A mesma coisa aconteceu quando o antipetismo se colocou contra a arte elitista irresponsável que expunha crianças à obscenidade e à perversão e a esquerda, em oposição, se colocou a favor da plena liberdade de expressão artística.

Por sua vez, quando a esquerda se colocou contra humoristas que, a seu ver, desrespeitavam negros, gays e mulheres, o antipetismo considerou a crítica um excesso e uma patrulha características do politicamente correto.

3) Como se trata de um alinhamento automático, a polarização limita a reflexão e a tomada de posição política independente.

Isso acontece porque a afirmação da identidade política –ser de esquerda ou ser antipetista e tudo o que isso implica– é mais importante do que a avaliação independente de cada um dos temas em discussão.

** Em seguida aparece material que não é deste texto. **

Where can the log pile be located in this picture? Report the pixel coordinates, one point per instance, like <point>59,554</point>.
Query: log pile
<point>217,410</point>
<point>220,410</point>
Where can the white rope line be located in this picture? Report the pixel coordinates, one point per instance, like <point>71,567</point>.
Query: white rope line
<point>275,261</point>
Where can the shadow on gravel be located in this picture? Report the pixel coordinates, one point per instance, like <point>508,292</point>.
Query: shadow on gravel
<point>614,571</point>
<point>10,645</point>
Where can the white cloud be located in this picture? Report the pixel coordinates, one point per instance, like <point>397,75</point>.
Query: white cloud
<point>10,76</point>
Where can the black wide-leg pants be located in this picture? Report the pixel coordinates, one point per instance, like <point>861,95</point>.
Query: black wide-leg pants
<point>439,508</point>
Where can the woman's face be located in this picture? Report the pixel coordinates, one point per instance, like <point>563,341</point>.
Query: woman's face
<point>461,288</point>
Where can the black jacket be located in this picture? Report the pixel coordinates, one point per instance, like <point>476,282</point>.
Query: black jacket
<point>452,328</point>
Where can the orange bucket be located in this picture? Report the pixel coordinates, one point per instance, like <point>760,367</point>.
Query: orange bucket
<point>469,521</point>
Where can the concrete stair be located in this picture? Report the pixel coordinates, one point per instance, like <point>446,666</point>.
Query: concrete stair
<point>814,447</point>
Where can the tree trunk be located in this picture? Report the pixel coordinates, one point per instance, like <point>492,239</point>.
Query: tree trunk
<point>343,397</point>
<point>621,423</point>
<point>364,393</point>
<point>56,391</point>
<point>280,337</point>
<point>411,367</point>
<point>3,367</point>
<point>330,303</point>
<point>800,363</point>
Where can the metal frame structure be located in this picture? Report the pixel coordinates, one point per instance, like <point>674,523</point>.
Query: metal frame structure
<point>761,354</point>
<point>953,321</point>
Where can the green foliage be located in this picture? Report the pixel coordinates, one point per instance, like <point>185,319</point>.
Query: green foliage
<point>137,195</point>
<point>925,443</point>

O campo antipetista se vê como defensor da lisura e da ética na política e não consegue entender como as pessoas do outro campo podem simplesmente defender um partido corrupto – por isso supõe que todo mundo “do lado de lá” está levando alguma vantagem, um pão com mortadela, um Bolsa Família, um cargo comissionado ou um projeto da Lei Rouanet.

A esquerda se vê como a guardiã da justiça social e trata qualquer um que se oponha ao legado social dos governos petistas como inimigo de classe, pessoas socialmente insensíveis que obviamente estão ocultando sob o manto da luta anticorrupção a defesa crua dos seus privilégios e interesses –de classe, mas também o de pessoas brancas, heterossexuais e cisgênero.

Ser ético e combater a corrupção ou ser justo e combater a desigualdade são identidades que estão sendo politicamente mobilizadas por grupos de poder para promover projetos que nem sempre são éticos e nem sempre são socialmente justos.

À medida que a polarização avança, essas identidades estão sendo alargadas para cada vez incluir mais convicções políticas apaixonadas – agora, elas estão passando a incluir também a defesa da família, dos valores tradicionais e a punição dura aos criminosos, de um lado, e a defesa dos direitos de negros, mulheres e pessoas trans, de outro.

Quando é mais urgente afirmar apaixonadamente a nossa identidade do que exercer o julgamento crítico sobre as questões, de forma independente, nossos mais sinceros e honestos compromissos políticos podem facilmente ser colocados a serviço de projetos que, na prática, promovem o oposto daquilo que queremos.